I am currently a postdoctoral researcher at the Department of Physics and iCeNSA, University of Notre Dame, working with Zoltán Toroczkai.
Contact me at:
szhorvat at nd.edu
- phone: +1-574-631-2632
- office: 384M Nieuwland Science Hall
- snail mail: 225 Nieuwland Science Hall, Notre Dame, IN 46556, U.S.A.
Graph sampling with constraints
At the moment I am working on problems related to sampling random graphs (networks) with arbitrary constraints, and have developed a solution for the so-called degeneracy problem of Exponential Random Graph models (see below), which greatly extends their practical applicability.
The simplest type of sampling constraint is a sharp constraint where the value of certain graph measures (quantities) is strictly prescribed: e.g. choose any graph that has precisely \(m\) edges with equal probablity. There are no generally applicable methods for working with arbitrary sharp constraints.
An average constraint is more relaxed: sample from a graph distribution where only the average of certain graph measures is fixed. There are many distributions with the same mean, and the principle of maximum entropy (E.T. Jaynes, 1957) selects the one which contains the least bias other than the constraint. Applying average constraints to graphs distributions leads to Exponential Random Graph (ERG) models.
ERG models have become a popular network analysis tool, but unfortunately they may suffer (depending on the particular constraints) from a significant drawback termed degeneracy: e.g. when the edge count of a graph is constrained in average, the sampled graphs may all be either very sparse or very dense, but none represent the average edge count. This precludes most practical applications which assume a unimodal distribution concentrated around the average.
We have developed a practical solution for reducing degeneracy that relies on carefully chosen transformations of the constrained measures.
See the preprint on arXiv.
Analysing a novel synchronization model
Spontaneous synchronization occurs in many places in nature (fireflies flashing together, rhythmic applause, mechanically coupled metronomes, etc.) and has been widely studied.

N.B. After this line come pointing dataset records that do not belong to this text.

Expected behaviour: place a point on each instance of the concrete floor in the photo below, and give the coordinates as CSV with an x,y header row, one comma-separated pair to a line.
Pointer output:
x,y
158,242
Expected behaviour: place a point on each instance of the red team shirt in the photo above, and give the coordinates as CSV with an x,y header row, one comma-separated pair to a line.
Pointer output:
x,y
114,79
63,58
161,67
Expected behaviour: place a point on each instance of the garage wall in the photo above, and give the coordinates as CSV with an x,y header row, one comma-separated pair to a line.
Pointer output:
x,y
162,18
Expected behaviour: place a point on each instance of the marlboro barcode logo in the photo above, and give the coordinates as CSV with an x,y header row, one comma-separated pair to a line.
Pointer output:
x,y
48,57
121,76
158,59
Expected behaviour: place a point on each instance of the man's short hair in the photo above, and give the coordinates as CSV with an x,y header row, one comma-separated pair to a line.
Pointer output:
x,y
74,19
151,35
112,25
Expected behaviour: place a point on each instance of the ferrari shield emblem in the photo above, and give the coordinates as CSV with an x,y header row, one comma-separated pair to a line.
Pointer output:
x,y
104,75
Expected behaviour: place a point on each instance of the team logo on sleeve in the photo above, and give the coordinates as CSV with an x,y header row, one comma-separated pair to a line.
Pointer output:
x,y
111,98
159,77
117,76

Most synchronization models fall into two main categories: phase-coupled oscillators (e.g. the Kuramoto model) or pulse-coupled oscillators (e.g. integrate and fire model). An entirely different model (described by Nikitin et al., PRL 87, (2001)) uses oscillators that periodically output some signal: let’s imagine flashing lights for an intuitive picture. The oscillators are bimodal, being able to flash either quickly or slowly. A surprising result is that if each individual unit switches between the fast and slow modes in an attempt to keep the momentary total light intensity in the system at a fixed level, their flashing may become synchronized. This model is remarkable because synchronization emerges as a non-obvious side effect of an interaction aimed at optimizing an entirely different property of the system. I worked with Prof. Zoltán Néda on understanding the behaviour and mapping the phase space of this model family.